Example 1 describes the case of a health signal. In order to illustrate the effectiveness of the fault early warning method of the present invention, the present embodiment is described as a fault case. Generally, the model trained by the health training set is a healthy and fault-free model, so that it is predicted that the signal at a future time point should be healthy and fault-free.

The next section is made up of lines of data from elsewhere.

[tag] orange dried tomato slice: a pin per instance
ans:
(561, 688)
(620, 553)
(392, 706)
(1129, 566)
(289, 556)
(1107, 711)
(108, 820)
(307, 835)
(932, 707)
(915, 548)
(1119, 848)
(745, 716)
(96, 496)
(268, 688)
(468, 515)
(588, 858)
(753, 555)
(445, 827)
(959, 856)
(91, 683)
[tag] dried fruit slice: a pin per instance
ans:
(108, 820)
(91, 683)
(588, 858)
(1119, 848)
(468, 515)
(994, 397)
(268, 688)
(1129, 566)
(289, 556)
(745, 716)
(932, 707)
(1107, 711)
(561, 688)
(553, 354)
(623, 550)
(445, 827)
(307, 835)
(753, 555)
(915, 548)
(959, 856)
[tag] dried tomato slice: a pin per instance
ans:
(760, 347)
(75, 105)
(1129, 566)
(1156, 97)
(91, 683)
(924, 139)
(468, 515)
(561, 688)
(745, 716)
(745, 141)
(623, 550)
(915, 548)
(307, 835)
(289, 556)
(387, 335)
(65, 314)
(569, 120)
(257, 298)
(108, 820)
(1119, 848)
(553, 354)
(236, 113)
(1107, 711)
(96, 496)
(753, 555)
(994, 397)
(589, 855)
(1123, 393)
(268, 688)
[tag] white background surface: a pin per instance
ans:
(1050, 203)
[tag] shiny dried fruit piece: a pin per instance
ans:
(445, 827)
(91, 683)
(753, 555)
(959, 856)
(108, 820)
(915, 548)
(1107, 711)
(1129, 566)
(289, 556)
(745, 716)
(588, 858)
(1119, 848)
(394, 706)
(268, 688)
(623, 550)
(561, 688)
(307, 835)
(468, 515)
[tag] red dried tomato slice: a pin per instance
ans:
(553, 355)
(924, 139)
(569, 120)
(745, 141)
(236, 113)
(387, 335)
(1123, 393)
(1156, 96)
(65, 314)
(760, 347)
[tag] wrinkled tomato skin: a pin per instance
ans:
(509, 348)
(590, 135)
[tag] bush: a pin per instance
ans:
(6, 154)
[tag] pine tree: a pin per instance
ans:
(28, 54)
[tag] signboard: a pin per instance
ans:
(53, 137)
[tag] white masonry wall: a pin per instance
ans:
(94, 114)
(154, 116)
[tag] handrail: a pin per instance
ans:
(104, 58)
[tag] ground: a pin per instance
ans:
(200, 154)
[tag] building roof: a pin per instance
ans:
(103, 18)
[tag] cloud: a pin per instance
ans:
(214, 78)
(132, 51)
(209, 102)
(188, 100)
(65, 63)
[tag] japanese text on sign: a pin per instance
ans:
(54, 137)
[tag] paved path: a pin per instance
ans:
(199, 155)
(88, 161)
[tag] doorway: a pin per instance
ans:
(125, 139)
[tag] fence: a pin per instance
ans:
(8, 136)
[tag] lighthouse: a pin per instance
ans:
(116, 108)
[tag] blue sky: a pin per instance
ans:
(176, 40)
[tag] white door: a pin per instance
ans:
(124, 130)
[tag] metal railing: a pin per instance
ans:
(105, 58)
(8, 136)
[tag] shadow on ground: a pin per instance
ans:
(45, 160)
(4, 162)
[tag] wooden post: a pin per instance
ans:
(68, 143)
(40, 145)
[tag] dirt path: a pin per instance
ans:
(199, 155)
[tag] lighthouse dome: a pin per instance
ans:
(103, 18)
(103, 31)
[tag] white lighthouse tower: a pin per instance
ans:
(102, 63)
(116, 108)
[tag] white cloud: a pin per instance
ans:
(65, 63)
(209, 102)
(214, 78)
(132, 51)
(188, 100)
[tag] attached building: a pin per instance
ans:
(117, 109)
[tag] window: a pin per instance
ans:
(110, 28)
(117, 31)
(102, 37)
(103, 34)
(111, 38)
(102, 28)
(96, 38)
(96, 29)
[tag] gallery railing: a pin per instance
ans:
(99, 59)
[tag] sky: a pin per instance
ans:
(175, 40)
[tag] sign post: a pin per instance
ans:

In the embodiment, the vibration signal is adopted, and the crack generation of the secondary impeller of the pneumatic pump in the turbine is analyzed. The solid line portion in fig. 9 shows the signal change for about four months. During which 6 alarms from the monitoring system indicate that the vibration signal exceeds the system threshold 6 times. In addition, the value of the signal from 6 days 5 months to 7 days 5 months has a small abnormality caused by the sensor, and the monitoring system does not give an alarm even if the value exceeds the threshold value of the system. Processing the monitoring signal according to the sequence of discrete wavelet packet denoising, phase space reconstruction and LSTM model prediction; in this embodiment, the health data of 2 months and 10 days before is used as a training set to establish a recurrent neural network prediction model, and the health data of 2 months and 10 days to 3 months and 1 day is used as a verification set. The prediction error of the recurrent neural network prediction model is shown by the dashed line in fig. 9, and the threshold is set to the maximum and minimum value of the validation set error, as shown by the thick dashed line parallel to the abscissa in the figure. As shown in the figure, the recurrent neural network prediction model correctly predicts all 6 system alarms, and the rate of missed diagnosis is 0%. And the recurrent neural network prediction model generates an alarm when the monitoring system does not monitor the abnormality from 5 months and 6 days to 5 months and 7 days. As is evident from the figure, the recurrent neural network predictive model always gives an alarm before the monitoring system, and the alarm is advanced by 31 hours on average, and then the equipment is subjected to shutdown inspection on the day of 5 months and 27 days, and severe crack fracture is observed. The analysis shows that the recurrent neural network prediction model constructed by the invention can predict the alarm and sensor faults of the monitoring system in advance.